Although many people were concerned for me and tried to help me, breaking through my denial had nothing to do with them. I’ll tell you what forced me to my knees. The first time, it was a relationship in which I felt ambivalent about my partner. We came up to the question again and again, “Fish or cut bait?” The pain of being unable to commit to the relationship but also unable to let go of it forced me to take action. I finally started facing my bottled up emotions, letting them out in a safe environment and dealing with ancient hurts and neglected, gangrenous wounds. I had to clear out the garbage before I could even begin to address the current relationship issues. In the end, I recognized I was only hanging on for reasons of security and fear of being alone, and I ended things with my boyfriend.

The second time I broke through my own denial was when I was dating a man I was madly in love with. I couldn’t understand why he was so unreliable and would often fail to keep his commitments. When I found him one night passed out and surrounded by beer bottles, the light dawned. He had a drinking problem! I went on to try to “fix him” in every conceivable way, until I realized I was beating my head against the wall. I finally had the breakthrough – in focusing on him, I had been distracted from the real problem – looking at myself. This led to tremendous internal work to uncover the source of my need to control others and to begin to take true personal responsibility for myself, my thoughts, feelings, and actions.

Denial in Others

I’ve run into denial in others in many forms and find it frustrating, irrational, and sometimes outrageous. It boggles my mind when a person stares me in the eyes and basically tells a lie, yet really thinks he or she is telling the truth. But now, when I run into irrationality and, frankly, insanity, I can recognize it. I know I’ve run into a deep-seated survival skill still essential to this person’s ability to function. Challenging it leads to arguments and bad feeling. Take the example of my boyfriend who drank. He’d tell me he’d stop, and he’d mean it at the time, but it was an unconscious lie. Because drinking was covering up some deep intolerable pain for him. Turning to alcohol was actually a solution that had become another problem.

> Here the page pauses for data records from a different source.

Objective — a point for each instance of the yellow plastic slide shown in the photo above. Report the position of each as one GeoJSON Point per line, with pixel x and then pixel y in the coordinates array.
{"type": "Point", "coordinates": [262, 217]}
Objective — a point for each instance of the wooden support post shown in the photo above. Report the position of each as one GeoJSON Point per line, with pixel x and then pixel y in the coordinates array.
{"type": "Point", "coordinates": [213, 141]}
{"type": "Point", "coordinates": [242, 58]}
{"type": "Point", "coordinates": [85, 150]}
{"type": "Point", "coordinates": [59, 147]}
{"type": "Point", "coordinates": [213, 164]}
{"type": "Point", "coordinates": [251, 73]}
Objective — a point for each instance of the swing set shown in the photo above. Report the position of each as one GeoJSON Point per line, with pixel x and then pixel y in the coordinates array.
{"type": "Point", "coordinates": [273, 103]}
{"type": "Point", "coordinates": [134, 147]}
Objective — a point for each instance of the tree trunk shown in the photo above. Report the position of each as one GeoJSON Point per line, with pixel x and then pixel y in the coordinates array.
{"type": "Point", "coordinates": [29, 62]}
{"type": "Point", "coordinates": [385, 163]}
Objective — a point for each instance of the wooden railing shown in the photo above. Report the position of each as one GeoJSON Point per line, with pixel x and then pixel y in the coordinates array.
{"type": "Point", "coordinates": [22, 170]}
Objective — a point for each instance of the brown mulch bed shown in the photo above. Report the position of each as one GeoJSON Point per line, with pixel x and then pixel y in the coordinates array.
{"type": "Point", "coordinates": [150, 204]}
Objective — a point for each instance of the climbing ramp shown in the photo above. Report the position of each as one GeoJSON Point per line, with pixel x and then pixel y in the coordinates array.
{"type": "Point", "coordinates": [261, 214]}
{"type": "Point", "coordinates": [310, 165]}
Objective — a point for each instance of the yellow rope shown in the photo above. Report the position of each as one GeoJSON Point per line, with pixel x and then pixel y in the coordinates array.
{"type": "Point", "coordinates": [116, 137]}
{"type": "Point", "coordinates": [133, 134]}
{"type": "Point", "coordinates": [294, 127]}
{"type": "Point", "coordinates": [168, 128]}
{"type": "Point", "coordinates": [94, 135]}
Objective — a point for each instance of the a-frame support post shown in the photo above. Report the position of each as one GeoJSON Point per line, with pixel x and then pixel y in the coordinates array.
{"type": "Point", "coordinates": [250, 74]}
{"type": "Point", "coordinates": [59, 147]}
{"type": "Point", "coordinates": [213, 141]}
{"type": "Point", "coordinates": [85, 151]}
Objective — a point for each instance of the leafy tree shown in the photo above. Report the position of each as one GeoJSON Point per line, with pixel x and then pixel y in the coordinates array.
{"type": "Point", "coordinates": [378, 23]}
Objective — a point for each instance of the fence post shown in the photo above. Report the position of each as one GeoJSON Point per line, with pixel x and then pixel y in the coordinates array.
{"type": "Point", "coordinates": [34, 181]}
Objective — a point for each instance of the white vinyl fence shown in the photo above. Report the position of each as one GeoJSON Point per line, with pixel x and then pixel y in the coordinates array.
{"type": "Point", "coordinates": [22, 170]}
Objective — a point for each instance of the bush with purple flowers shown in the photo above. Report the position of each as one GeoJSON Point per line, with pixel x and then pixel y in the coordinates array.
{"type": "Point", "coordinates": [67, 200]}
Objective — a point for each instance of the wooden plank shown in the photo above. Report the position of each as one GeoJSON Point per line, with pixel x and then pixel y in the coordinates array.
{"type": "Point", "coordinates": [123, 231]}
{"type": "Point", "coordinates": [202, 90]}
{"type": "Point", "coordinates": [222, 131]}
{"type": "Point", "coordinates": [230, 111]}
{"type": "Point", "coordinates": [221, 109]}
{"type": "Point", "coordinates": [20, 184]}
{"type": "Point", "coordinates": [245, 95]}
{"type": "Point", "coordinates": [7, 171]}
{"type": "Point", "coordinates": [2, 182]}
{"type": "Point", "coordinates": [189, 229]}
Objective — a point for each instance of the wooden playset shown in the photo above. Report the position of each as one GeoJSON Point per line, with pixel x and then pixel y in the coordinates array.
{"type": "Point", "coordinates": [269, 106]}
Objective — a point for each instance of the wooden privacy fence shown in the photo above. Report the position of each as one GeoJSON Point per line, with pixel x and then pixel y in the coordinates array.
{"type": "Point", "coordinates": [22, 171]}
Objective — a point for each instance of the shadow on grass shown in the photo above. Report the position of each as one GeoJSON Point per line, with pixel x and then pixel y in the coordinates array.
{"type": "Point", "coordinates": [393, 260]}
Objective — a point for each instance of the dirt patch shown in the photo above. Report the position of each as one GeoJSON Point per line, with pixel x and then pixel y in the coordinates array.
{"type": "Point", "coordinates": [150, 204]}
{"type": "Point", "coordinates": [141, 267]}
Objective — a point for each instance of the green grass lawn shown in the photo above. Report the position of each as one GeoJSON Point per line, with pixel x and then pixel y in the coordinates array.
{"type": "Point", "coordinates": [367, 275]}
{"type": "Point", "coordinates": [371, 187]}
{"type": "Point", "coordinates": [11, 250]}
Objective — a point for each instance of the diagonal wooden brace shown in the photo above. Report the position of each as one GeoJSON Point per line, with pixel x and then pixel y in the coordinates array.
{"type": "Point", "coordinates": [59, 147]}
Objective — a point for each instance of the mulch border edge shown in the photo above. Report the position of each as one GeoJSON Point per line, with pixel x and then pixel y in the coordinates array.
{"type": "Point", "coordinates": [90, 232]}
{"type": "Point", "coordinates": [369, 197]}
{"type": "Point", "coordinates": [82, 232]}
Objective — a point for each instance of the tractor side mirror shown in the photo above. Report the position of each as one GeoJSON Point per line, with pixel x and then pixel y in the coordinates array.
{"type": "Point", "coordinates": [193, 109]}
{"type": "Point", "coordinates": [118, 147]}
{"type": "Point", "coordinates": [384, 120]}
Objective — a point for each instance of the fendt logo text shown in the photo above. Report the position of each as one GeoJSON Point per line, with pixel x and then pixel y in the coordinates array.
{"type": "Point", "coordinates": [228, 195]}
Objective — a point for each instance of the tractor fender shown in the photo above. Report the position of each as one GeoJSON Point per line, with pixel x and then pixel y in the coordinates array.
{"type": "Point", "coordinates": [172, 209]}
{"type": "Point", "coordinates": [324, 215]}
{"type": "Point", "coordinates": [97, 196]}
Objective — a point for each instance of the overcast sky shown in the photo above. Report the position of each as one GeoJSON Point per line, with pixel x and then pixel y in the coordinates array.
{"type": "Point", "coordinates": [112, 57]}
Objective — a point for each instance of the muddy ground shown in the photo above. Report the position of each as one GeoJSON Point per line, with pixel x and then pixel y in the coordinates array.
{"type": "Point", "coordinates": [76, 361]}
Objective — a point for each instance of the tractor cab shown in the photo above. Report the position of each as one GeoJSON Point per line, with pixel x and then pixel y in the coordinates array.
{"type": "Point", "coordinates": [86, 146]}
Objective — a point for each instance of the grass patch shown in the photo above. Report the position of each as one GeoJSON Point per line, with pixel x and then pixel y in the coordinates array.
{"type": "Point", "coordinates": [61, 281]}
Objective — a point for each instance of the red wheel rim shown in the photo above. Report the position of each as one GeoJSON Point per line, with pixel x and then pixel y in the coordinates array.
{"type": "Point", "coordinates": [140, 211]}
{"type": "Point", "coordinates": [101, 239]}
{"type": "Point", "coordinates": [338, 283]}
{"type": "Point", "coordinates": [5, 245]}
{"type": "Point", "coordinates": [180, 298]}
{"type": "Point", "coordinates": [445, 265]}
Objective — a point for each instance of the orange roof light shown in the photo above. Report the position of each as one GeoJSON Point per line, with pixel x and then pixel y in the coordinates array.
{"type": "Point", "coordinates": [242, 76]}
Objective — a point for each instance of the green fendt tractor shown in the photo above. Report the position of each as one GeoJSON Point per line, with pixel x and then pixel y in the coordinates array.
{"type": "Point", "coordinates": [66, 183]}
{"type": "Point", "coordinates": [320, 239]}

So I’ve learned my lesson. I no longer beat my head against the wall, trying to convince anyone in denial of the obvious realities clearly visible to anyone who really looked. These days, I let them be. But I protect myself, too. Denying reality can negatively affect relationships, and I prefer honesty and transparency. I prefer admitting my weaknesses so I can work on them and acknowledging my strengths. I’ve moved away from close relationships with people too far into their denial, and even let some friendships go completely.

Suggestions for Dealing with Denial

In Yourself

  • Are you feeling a great deal of pain? Or perhaps deep in depression (which for me was caused by suppression of feelings)?
  • Are you ready to try something different than you’ve always done? Can you identify what you are avoiding?
  • List what you’ve tried already and brainstorm new methods for doing something different.
  • Consider a radical step for yourself, something you have resistance to. For example, making an appointment with a therapist, signing up for a self-help workshop, trying a meditation center, or attending a 12-step meeting as an experiment.

In Others

  • First of all, know that you have absolutely no control over someone else’s defense mechanisms.
  • Rather than trying logic with the person, see what happens when you stop challenging and simply let things go, let them be. They’ll stick with their behavior no matter what you do or say, and they’re more likely to actually hear themselves (and their lack of rationality), if you stop arguing with them.
  • Instead of engaging with the person’s denial, turn your attention to healthier pursuits. With the extra time, go to the gym, practice your craft, pursue your passions.
  • Modeling healthy behavior is the best action you can take to inspire others in denial.

What is your experience with denial? Have you had your own breakthroughs? How have you managed it in others? I’d love to hear your thoughts.